In another example my brother used to work for a video game store. A customer came in to buy some game with a lot of shooting that takes place in the Pacific. Customer dude says: “Oh, this is the one where you get to shoot Japs. Oh, no it’s okay for me to say it because I’m part Japanese too.” Um, still not ok to say “Japs,” highly offensive to say it to anyone. He didn’t apologize but his reaction was another version of ‘blame the victim’ for being offended rather than realizing opp, you said something racist and offensive.

Lesson 2 – Don’t Copy and Paste an Apology or gaslight your way out

1-1The drama on the Skeptical OB’s Facebook apology continued as the day went on. Several people called her out on her non-apology apology. Where it got interesting was when someone wrote an apology and the Skeptical OB copy and pasted it into her post. Smack forehead. Lesson 2 – don’t have someone else write your apology for you, do your own damn work and think about what you did.
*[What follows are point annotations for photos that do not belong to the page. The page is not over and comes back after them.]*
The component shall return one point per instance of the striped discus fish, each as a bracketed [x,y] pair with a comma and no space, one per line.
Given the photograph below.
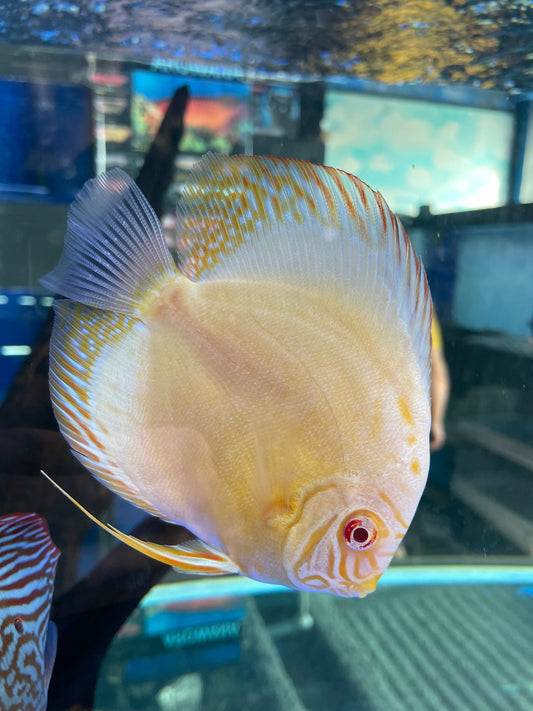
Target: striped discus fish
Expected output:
[272,393]
[28,560]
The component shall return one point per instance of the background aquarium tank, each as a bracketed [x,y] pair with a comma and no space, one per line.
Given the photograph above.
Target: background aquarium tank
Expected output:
[427,101]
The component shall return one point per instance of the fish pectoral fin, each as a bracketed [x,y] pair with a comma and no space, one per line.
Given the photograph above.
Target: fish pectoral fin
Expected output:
[195,556]
[50,650]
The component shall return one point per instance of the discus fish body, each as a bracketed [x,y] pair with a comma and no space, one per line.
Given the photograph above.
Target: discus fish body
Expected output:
[28,641]
[271,394]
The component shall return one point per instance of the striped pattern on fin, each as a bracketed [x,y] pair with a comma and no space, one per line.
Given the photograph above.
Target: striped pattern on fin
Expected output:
[28,560]
[80,336]
[245,217]
[114,253]
[194,556]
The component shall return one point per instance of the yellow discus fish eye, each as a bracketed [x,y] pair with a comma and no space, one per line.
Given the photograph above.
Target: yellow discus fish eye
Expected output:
[361,531]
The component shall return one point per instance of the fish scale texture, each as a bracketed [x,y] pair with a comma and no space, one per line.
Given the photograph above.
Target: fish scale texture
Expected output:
[434,649]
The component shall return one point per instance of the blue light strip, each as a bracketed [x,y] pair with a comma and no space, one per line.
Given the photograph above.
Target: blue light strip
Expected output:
[397,576]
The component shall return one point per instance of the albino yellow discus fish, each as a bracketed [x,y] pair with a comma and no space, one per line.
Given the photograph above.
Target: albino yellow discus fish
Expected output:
[271,393]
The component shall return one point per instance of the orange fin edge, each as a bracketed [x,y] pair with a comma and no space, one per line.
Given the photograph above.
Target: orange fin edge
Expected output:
[194,556]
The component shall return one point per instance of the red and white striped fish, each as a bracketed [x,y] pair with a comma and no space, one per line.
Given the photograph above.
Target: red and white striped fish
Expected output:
[28,559]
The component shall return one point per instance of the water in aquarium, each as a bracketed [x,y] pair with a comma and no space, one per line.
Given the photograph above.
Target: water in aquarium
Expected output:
[266,355]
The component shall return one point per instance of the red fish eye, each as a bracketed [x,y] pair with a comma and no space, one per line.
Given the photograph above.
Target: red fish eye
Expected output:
[360,533]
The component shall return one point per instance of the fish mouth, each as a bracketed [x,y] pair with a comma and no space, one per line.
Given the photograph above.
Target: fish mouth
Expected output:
[361,589]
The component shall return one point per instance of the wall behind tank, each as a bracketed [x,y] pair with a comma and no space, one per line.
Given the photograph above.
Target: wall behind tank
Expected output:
[494,279]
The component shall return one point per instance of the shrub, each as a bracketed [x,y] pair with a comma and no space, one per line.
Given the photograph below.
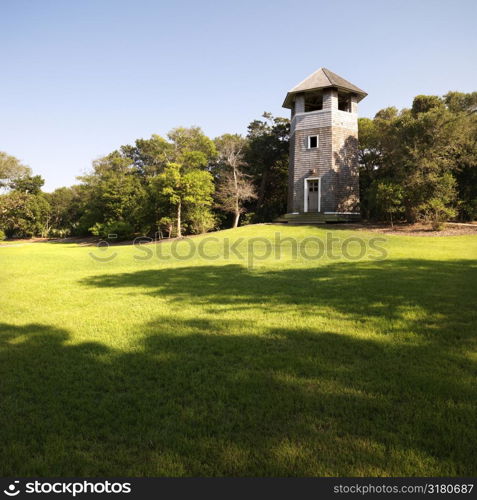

Copy and pasting someone else’s apology is insincere.

Lilliann shared she once had someone apologize for not standing up for her in a meeting by saying “I’d take a bullet for you,” but moments before in a heated meeting didn’t defend her when the conversation got tough. This is no different than a copy-and-paste apology. Both say, well I want you to think I’m a good person, but I don’t want to do the work of being a good ally. Being a good ally means you stick your neck out and take some of the heat or think about why something you did was wrong and write your own damn apology.

Lesson 3 – Know When to Quit

9The Skeptical OB author didn’t know when to quit. It was an epic episode of white fragility and white superiority playing out online. She kept posting and posting, and her posts 11were demonstrating more and more of her white superiority attitude. Her followers, many of them white, begged her to stop but she wouldn’t (and as of this writing she still hasn’t). She even boasted about how that thread has sent Facebook traffic through the roof; nothing to be proud about: “Hey Ma, I’m famous for making an asinine comparison about breastfeeding to a hate group, and now I’m more famous ‘cause I keep saying racist things!”12

Engaging in a debate when you’re trying to apologize isn’t the best timing. Be contrite and reflective, your apology should say you are here to learn, not prove you were right. Marquita, a friend who’s a teacher, shared a story about a dad apologizing by saying: “I’m sorry it took us so long to find you. I thought you were white.” While not perfect, probably better he stopped rather than trying to explain race theory, get defensive about the situation, or ask Marquita to explain why she has a ‘white sounding name.’

How to apologize better

We all mess up when it comes to race. Learning about race, privilege, and power are personal and it is a journey. Like most journeys there are times where we look and feel like crap. Unfortunately, when it comes to learning about race we must ‘walk-the-walk’ and part of that walk means doing some deep processing and personal reconciliation. Realizing we’ve said or done hurtful things is part of the ‘walk’ and learning how to apologize with grace and equanimity is part of the journey.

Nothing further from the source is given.